PISA
Una catena umana da Pisa all’Ucraina. Non solo metaforica ma anche concreta. Oltre duecento persone sono scese ieri mattina in piazza XX Settembre per manifestare contro la guerra. A fianco della comunità degli ucraini-italiani c’era anche il primo cittadino, Michele Conti che ha subito espresso parole di amicizia e solidarietà: "Ribadiamo la nostra vicinanza al popolo ucraino che in queste ore è vittima di un conflitto terribile. Ci auguriamo che la diplomazia faccia la sua parte per mettere fine al più presto alla guerra che colpisce l’Europa come non accadeva dal secondo conflitto mondiale. Pisa è pronta a fare la sua parte offrendo aiuto alla popolazione ucraina e accogliendo i profughi attivando le reti di accoglienza cittadine".
In piazza si canta l’inno ucraino con la mano al petto. Ma ci si organizza anche, per dare un sostegno concreto. Alla guida della gestione degli aiuti da inviare nelle zone di confine è un giovane, Igor Chernai. Tutti si rivolgono a lui, lo ringraziano. Il primo punto di ritrovo è stato ieri pomeriggio alle 14 dal piazzale dell’Esselunga: una carovana di auto piene di generi alimentari, vestiario e medicinali partita alla volta di Firenze, dove tutto verrà caricato su autobus destinazione Ucraina.

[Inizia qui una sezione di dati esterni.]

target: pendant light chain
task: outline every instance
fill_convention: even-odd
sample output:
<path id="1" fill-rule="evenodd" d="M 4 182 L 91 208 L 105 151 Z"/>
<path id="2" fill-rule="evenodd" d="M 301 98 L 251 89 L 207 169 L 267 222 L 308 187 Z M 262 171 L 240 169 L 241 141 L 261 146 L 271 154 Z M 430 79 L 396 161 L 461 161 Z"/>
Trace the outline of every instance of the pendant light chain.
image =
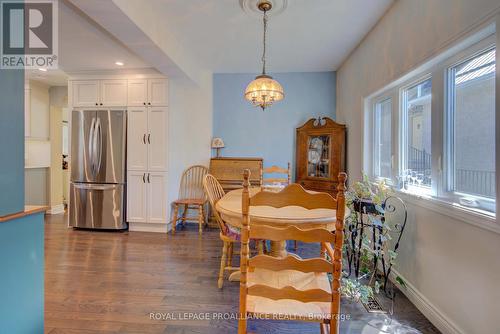
<path id="1" fill-rule="evenodd" d="M 262 74 L 266 74 L 266 44 L 267 44 L 267 11 L 264 11 L 264 38 L 263 38 L 263 52 L 262 52 Z"/>
<path id="2" fill-rule="evenodd" d="M 283 100 L 285 94 L 280 83 L 266 74 L 266 53 L 267 53 L 267 12 L 272 8 L 272 3 L 269 0 L 260 0 L 257 4 L 257 9 L 262 11 L 264 33 L 262 36 L 262 74 L 257 75 L 245 89 L 245 99 L 250 101 L 254 106 L 265 110 L 275 102 Z"/>

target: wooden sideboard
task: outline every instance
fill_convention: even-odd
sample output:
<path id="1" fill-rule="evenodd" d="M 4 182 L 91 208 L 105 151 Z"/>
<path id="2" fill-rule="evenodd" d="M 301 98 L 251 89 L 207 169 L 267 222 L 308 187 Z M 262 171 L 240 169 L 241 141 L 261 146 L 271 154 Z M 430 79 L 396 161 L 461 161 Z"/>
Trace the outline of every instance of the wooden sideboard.
<path id="1" fill-rule="evenodd" d="M 262 158 L 212 158 L 209 173 L 222 185 L 225 192 L 243 187 L 243 170 L 250 169 L 250 184 L 262 184 Z"/>
<path id="2" fill-rule="evenodd" d="M 296 138 L 295 182 L 335 196 L 338 174 L 346 171 L 346 126 L 312 118 L 297 128 Z"/>

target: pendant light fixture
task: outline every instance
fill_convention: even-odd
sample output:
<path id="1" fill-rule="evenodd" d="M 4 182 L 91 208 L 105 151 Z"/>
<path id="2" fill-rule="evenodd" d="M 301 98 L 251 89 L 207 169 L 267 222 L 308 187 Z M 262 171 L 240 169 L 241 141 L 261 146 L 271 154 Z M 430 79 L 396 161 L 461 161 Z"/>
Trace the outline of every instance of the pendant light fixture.
<path id="1" fill-rule="evenodd" d="M 274 102 L 280 101 L 285 97 L 283 87 L 278 81 L 266 74 L 266 37 L 267 37 L 267 12 L 271 10 L 272 4 L 269 1 L 262 0 L 257 4 L 257 8 L 264 13 L 264 38 L 262 52 L 262 74 L 257 76 L 255 80 L 250 82 L 245 90 L 245 98 L 252 102 L 256 107 L 261 107 L 262 110 L 269 107 Z"/>

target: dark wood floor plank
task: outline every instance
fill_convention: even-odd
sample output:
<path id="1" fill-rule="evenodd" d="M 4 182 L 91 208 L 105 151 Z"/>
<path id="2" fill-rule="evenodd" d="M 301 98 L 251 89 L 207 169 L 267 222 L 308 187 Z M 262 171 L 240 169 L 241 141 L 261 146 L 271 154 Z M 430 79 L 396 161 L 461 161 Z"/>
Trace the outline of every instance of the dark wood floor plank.
<path id="1" fill-rule="evenodd" d="M 237 283 L 217 288 L 221 242 L 217 230 L 198 236 L 197 226 L 176 235 L 68 229 L 66 216 L 47 216 L 45 236 L 45 333 L 236 333 L 234 319 L 179 319 L 182 314 L 237 314 Z M 317 253 L 299 245 L 299 254 Z M 439 333 L 402 295 L 393 320 L 342 302 L 351 320 L 341 333 Z M 153 314 L 170 318 L 152 319 Z M 177 318 L 172 318 L 178 316 Z M 315 323 L 250 321 L 254 333 L 319 333 Z"/>

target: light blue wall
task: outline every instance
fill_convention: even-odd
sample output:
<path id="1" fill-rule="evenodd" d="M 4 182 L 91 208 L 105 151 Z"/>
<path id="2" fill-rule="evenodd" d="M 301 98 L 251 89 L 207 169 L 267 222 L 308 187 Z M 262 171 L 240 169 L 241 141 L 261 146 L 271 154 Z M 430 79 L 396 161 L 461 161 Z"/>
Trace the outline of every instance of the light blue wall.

Intanto le bandiere blu e gialle inondano piazza XX Settembre e avvolgono i corpi. I volti abbattuti e solcati da notti insonni e lacrime implorano il sostegno dell’Italia e dell’Europa per arrestare il conflitto. "Mia suocera ha cucito per noi questa bandiera" racconta Inna Bovt, mentre la stringe tra le mani. Parte della sua famiglia vive a Kharkiv, uno dei fronti più caldi del conflitto russo-ucraino. "Mio fratello si è nascosto con la sua famiglia in un rifugio antiaereo. La sua bambina è diabetica ed è rimasta senza medicine. La città è dilaniata dal fuoco nemico e siamo preoccupati per la loro vita, ma anche per il futuro. Quando la guerra sarà finita cosa faranno? Dove andranno?", spiega in un racconto-fiume spezzato dal pianto. Anche il figlio di Inna si trova a Kharkiv. "Mamma vado a combattere per liberare il nostro Paese", le ha detto ieri al telefono. Dalle parole del figlio trapelava il coraggio dei suoi 24 anni. Inna ha anche una figlia che vive a Odessa insieme al marito. Anche la città-snodo strategico sul Mar Nero è stata presa di mira dal fuoco russo. "Lavorano entrambi in una raffineria di petrolio. E nonostante le bombe non possono fermarsi – commenta Bovt –, perché la produzione non può subire interruzioni". Gli smartphone sono il filo diretto con il fronte "e quando la linea è interrotta manca il fiato", afferma disperata Katia Mironenko.
"La mia famiglia – spiega – vive al confine con la Russia, nella città di Sumy, e per giorni ha vissuto nel terrore con gli invasori alle porte. Il nemico ora è in città e già due palazzine sono crollate nei bombardamenti. Mio padre, i miei nonni e cugini si stanno nascondendo nei rifugi". "Mia madre e mia sorella, invece, vivono dall’altra parte del confine, in Russia – aggiunge Katia –. Non sanno quando potranno tornare in Ucraina e come saranno viste. Il marito di una collega di mia sorella è stato costretto ad arruolarsi ed è stato inviato al fronte. È costretto a combattere contro un popolo che fino al giorno prima era suo amico. Questo è il paradosso della guerra".